Brick lived on a boat on a lake. It leaked, that boat. Sometimes he stuck his bare toes into the holes and hoped he’d slide through and emerge into another world, one that didn’t leak, but he never did.
He lived with Mom and Dad and Older Sister and Drunk Uncle. Drunk Uncle monopolized the TV during his Saturday morning hangovers. One day he saw Brick and cackled. “Eggbert,” he said. For once Brick wasn’t curious to find out what that meant. It couldn’t be nice if it came from Drunk Uncle.
But being who he was, he did look it up.
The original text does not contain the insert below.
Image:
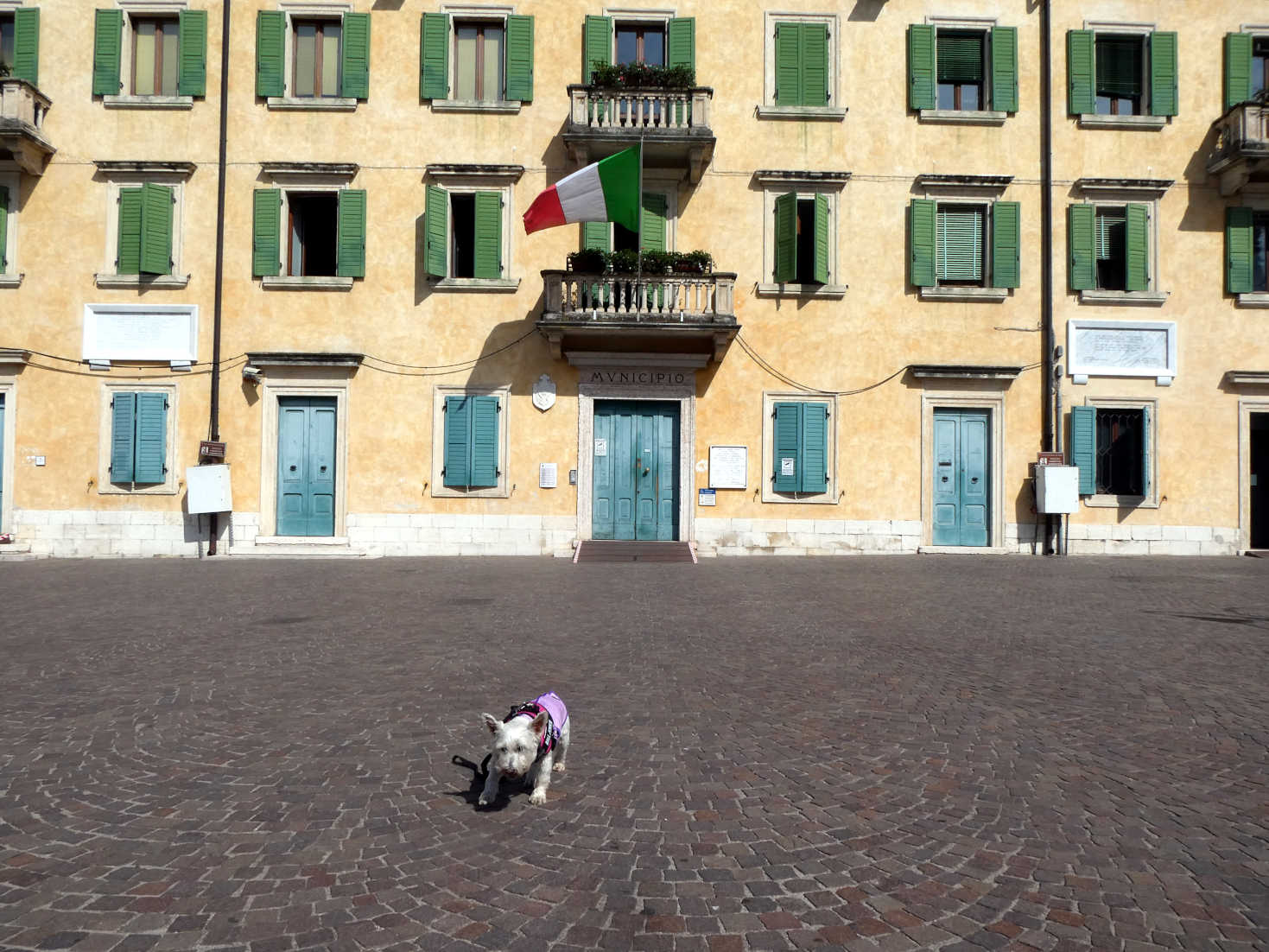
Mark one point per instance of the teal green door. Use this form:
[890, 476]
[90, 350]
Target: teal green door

Foghorn Leghorn’s genius boy-chick nemesis, a smarty-pants kid. Brick decided that was the nicest thing Drunk Uncle ever said to him.
Then again, Mom said, “There’s something missing from you, son.”
Brick pondered that statement. Everyone said it, not just Mom, so it had to be true. He resolved to find his missing piece and become whole.
He found anatomy texts and charts online and at the library. He compared them to pics he’d taken of himself. Nothing was missing, except a foreskin, but that was explained in the footnotes. Ten toes and two ears and everything in between, all accounted for.
Internal examination wasn’t so easy. First he had to design an imaging system. Setting it up without anyone noticing was tough. And explaining the power surge and drain, well, he resolved to design a solar array and battery storage for the houseboat. He understood, intellectually, that it was easy to say no to a kid. So he didn’t ask permission. He just did it.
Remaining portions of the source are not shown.